Er gibt mir eine Schale
in die Hand.
Heiß ist es hier
am Straßenrand.
Ich trinke, will die Schale
auf den Tisch, den alten, stellen.
„Nein, wirf sie auf den Boden,
dort wird sie zerschellen.“
Genau wie diese Scherben,
werden wir nicht sterben.
Sie werden wieder Erde
in diesem „Stirb und Werde“.
Und irgendwann
nimmt jemand Ton zur Hand,
formt eine Schale
schenkt Dir Tee ein,
so wie ich am Straßenrand.
© giocanda
Im Mittelalter konnte einem Reisenden in Asien genau das passieren. Wahrscheinlich war unter den Teeverkäufern so mancher Weise.
Mai 10, 2009 um 22:26 |
Zerschellt,
das heißt Scherben,
die Form ist zerstört
und doch war es die Form,
die mich betört.
Wahre Worte schreibst du, liebe Barbara,
und doch haben wir Probleme,
im ersten Schmerz daran zu denken,
daß nach dem Vergehen Neues entsteht.
Mai 10, 2009 um 23:58 |
Die Schwierigkeiten vergehen, wenn wir die Gradlinigkeit des Verstandes etwas lockern.
Dass Neues entsteht, immer wieder in irgend einer Form, macht mich froh, finde ich gut. Sehen wir das so unterschiedlich?

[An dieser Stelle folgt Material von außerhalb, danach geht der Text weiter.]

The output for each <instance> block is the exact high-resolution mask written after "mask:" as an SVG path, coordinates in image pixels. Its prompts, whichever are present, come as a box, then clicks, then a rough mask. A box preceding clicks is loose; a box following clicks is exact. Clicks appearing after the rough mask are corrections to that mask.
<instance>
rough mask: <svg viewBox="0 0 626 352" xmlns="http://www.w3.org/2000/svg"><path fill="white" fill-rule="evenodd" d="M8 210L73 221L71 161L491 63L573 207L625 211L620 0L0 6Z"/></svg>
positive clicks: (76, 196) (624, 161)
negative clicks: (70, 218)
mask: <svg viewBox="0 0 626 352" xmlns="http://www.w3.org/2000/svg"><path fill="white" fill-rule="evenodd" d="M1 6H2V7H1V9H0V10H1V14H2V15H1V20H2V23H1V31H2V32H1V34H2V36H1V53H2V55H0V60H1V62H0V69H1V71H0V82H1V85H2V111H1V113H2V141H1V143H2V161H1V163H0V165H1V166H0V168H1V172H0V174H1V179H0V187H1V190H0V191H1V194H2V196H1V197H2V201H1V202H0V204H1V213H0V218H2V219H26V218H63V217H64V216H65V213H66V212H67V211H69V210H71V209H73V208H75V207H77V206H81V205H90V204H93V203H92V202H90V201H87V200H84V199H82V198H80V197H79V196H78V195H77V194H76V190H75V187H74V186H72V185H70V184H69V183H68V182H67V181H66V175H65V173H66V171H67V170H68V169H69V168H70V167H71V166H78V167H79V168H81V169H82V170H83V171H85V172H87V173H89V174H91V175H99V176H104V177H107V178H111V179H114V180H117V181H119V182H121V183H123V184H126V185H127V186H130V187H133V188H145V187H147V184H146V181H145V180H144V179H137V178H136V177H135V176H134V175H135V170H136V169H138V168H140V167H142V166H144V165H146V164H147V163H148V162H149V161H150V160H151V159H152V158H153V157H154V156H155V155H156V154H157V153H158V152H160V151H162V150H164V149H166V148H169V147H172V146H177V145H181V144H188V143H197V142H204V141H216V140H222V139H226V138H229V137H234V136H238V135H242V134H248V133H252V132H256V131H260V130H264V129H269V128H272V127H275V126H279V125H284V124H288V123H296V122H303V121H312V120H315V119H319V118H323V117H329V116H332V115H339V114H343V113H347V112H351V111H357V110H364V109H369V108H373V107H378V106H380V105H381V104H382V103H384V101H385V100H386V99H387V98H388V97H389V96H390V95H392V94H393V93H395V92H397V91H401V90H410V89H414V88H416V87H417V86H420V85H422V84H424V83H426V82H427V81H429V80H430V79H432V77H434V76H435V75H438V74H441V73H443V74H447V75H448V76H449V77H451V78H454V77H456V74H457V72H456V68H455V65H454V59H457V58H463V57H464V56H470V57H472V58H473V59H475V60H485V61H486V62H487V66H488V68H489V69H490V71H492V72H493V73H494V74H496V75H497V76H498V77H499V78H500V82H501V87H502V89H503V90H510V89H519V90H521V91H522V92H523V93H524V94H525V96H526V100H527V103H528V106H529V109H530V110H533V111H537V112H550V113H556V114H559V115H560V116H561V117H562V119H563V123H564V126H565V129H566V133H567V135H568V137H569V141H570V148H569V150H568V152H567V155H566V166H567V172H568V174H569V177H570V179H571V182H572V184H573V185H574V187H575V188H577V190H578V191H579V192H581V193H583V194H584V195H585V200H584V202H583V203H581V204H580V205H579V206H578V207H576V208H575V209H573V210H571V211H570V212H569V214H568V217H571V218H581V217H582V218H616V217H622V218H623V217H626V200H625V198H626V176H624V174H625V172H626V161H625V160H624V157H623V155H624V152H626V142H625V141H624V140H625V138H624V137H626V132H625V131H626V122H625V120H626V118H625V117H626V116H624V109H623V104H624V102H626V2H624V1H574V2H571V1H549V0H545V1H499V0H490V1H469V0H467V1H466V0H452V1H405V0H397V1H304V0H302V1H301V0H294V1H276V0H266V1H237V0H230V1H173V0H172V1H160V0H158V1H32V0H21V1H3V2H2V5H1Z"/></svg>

…und doch war es die Form,
die mich betört.
Ja, die Form ist faszinierend, aber ob sie die einzige Möglichkeit der Existenz ist?
Mai 11, 2009 um 15:10 |
Sehr schönes Gedicht heute, liebe giocanda. Weise und lebendig. Was bleibt dem noch hinzuzufügen? Ich persönlich glaube ja, dass wir alle „eins“ sind, die Erde ein einziges pulsierendes Lebewesen und jeder einzelne von uns eine Zelle, ein Überlebensmotor, ein Wunder des Lebens.
Mai 11, 2009 um 15:31 |
… bis ins kleinste Detail. Ich glaube aber auch, dass unsere Sicht eine „beschränkte“ – eine begrenzte ist, sein muss.
Mai 14, 2009 um 11:55 |
Ja, das unterschreibe ich.
Mai 14, 2009 um 12:36 |
… um so mehr grenzt es an ein Wunder, dass sich jeder Mensch seine eigenen Bilder vom Leben malt, seine Worte findet, und! trotz aller Vielfalt auch noch Menschen, mit denen er kommunizieren kann.